5. Have either experienced HU failure at any point in the past or must have intolerance
to HU (defined as inability to be maintained on an adequate dose of HU due to marrow
suppression or severe drug-induced toxicity [e.g. gastrointestinal distress,
fatigue]).

6. Have been treated and followed for at least the past 24 months in medical center(s)
that maintained detailed records on SCD history.

Exclusion Criteria:

1. Positive for presence of human immunodeficiency virus type 1 or 2 (HIV-1 and HIV-2),
hepatitis B virus (HBV), or hepatitis C (HCV).

2. Clinically significant and active bacterial, viral, fungal, or parasitic infection.

3. Inadequate bone marrow function, as defined by an absolute neutrophil count of <
1000/µL (< 500/µL for subjects on hydroxyurea treatment) or a platelet count <
120,000/µL (without hypersplenism).

4. Any history of severe cerebral vasculopathy: defined by overt or hemorrhagic stroke;
abnormal transcranial Doppler [≥200 cm/sec] needing chronic transfusion; or occlusion
or stenosis in the polygon of Willis; or presence of Moyamoya disease

5. Advanced liver disease, defined as:

1. Persistent aspartate transaminase, alanine transaminase, or direct bilirubin
value >3× the upper limit of normal (ULN), or

2. Baseline prothrombin time or partial thromboplastin time >1.5× ULN, suspected of
arising from liver disease, or

3. Magnetic Resonance Imaging (MRI) of the liver demonstrating clear evidence of
cirrhosis, or

4. MRI findings suggestive of active hepatitis, significant fibrosis, inconclusive
evidence of cirrhosis, or liver iron concentration ≥15 mg/g require follow-up
liver biopsy in subjects ≥18 years of age. In subjects <18 years of age, these
MRI findings are exclusionary, unless in the opinion of the Investigator, a liver
biopsy could provide additional data to confirm eligibility and would be safe to
perform. If a liver biopsy is performed based on MRI findings, any evidence of
cirrhosis, bridging fibrosis, or significant active hepatitis will be
exclusionary.

6. Any contraindications to the use of plerixafor during the mobilization of
hematopoietic stem cells and any contraindications to the use of busulfan and any
other medicinal products required during the myeloablative conditioning, including
hypersensitivity to the active substances or to any of the excipients.
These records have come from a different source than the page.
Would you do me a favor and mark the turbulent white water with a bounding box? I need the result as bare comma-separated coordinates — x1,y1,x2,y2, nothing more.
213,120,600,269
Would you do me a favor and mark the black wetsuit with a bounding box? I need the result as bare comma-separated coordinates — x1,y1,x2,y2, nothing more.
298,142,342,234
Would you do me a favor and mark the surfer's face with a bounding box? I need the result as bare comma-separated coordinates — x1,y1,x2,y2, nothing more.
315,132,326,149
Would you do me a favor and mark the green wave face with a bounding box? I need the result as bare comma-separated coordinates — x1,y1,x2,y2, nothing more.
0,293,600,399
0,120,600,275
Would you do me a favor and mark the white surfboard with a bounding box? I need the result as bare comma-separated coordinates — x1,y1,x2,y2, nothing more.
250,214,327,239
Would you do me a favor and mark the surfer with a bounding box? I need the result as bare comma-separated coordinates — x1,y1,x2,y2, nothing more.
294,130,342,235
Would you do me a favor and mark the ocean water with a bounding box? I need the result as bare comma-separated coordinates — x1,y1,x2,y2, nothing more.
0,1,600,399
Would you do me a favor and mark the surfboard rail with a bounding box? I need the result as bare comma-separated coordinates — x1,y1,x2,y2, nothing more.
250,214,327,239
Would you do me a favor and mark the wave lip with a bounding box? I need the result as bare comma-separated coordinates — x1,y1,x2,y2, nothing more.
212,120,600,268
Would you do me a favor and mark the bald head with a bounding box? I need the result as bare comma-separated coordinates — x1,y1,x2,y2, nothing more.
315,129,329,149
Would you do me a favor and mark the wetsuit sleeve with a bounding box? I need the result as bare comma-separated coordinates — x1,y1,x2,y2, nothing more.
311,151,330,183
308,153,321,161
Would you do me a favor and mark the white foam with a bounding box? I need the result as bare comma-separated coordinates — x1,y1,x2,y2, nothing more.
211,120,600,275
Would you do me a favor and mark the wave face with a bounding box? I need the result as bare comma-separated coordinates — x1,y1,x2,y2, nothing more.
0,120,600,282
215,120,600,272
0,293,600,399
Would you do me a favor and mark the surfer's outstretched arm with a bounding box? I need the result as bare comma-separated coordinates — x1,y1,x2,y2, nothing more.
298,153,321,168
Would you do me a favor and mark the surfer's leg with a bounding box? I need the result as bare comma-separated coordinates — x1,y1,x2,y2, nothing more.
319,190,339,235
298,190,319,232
7. Any prior or current malignancy or immunodeficiency disorder, except previously
treated, non-life threatening, cured tumors such as squamous cell carcinoma of the
skin.

8. Prior receipt of an allogeneic transplant.

9. Immediate family member with a known or suspected Familial Cancer Syndrome.

10. Diagnosis of significant psychiatric disorder of the subject that, in the
Investigator's judgment, could seriously impede the ability to participate in the
study.

11. Pregnancy or breastfeeding in a postpartum female or absence of adequate contraception
for fertile subjects.

12. Participation in another clinical study with an investigational drug within 30 days of
Screening.

13. Prior receipt of gene therapy.

14. Patients needing curative anticoagulation therapy during the period of conditioning
through platelet engraftment (patients on prophylactic doses of anticoagulants are
eligible).

15. Unable to receive RBC transfusion.